The tyrant flycatchers (Tyrannidae) are a family of passerine birds which occur throughout North and South America. They are considered the largest family of birds, with more than 400 species. They are the most diverse avian family in every country in the Americas, except for the United States and Canada. As could be expected from a family this large, the members vary greatly in shape, patterns, size and colors. Some tyrant flycatchers superficially resemble the Old World flycatchers which they are named after but are not related to. They are members of suborder Tyranni (suboscines), which do not have the sophisticated vocal capabilities of most other songbirds.Most, but not all, species are rather plain, with various hues of brown, gray and white commonplace. Obvious exceptions include the bright red vermilion flycatcher, blue, black, white and yellow many-colored rush-tyrant and some species of tody-flycatchers or tyrants, which are often yellow, black, white and/or rufous, from the Todirostrum, Hemitriccus and Poecilotriccus genera. Several species have bright yellow underparts, from the ornate flycatcher to the great kiskadee. Some species have erectile crests. Several of the large genera (i.e. Elaenia, Myiarchus or Empidonax) are quite difficult to tell apart in the field due to similar plumage and some are best distinguished by their voices. Behaviorally they can vary from species such as spadebills which are tiny, shy and live in dense forest interiors to kingbirds, which are relatively large, bold, inquisitive and often inhabit open areas near human habitations. As the name implies, a great majority of tyrant flycatchers are entirely insectivorous (though not necessarily specialized in flies). Tyrant flycatchers are largely opportunistic feeders and often catch any flying or arboreal insect they encounter. However, food can vary greatly and some (like the large great kiskadee) will eat fruit or small vertebrates (e.g. small frogs). In North America, most species are associated with a "sallying" feeding style, where they fly up to catch an insect directly from their perch and then immediately return to the same perch. Most tropical species however do not feed in this fashion and several types prefer to glean insects from leaves and bark. Tropical species are sometimes found in mixed-species foraging flocks, where various types of passerines and other smallish birds are found feeding in proximity.

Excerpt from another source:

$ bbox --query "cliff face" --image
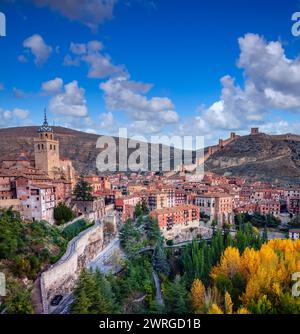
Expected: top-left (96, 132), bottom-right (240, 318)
top-left (206, 134), bottom-right (300, 183)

The smallest family members are the closely related short-tailed pygmy tyrant and black-capped pygmy tyrant from the genus Myiornis (the first species usually being considered marginally smaller on average). These species reach a total length of 6.5–7 cm (2.6–2.8 in) and a weight of 4–5 grams. By length, they are the smallest passerines on earth, although some species of Old World warblers apparently rival them in their minuscule mean body masses if not in total length. The minuscule size and very short tail of the Myiornis pygmy tyrants often lend them a resemblance to a tiny ball or insect. The largest tyrant flycatcher is the great shrike-tyrant at 29 cm (11 in) and 99.2 grams (0.219 pounds). A few species such as the streamer-tailed tyrant, scissor-tailed flycatcher and fork-tailed flycatcher have a larger total length (up to 41 cm (16 in)), but this is mainly due to their extremely long tails; the fork-tailed flycatcher has relatively the longest tail feathers of any known bird.A number of species previously included in this family are now placed in the family Tityridae (see Systematics). Sibley and Alquist in their 1990 bird taxonomy had the genera Mionectes, Leptopogon, Pseudotriccus, Poecilotriccus, Taenotriccus, Hemitriccus, Todirostrum and Corythopis as a separate family Pipromorphidae, but although it is still thought that these genera are basal to most of the family, they are not each other's closest relatives.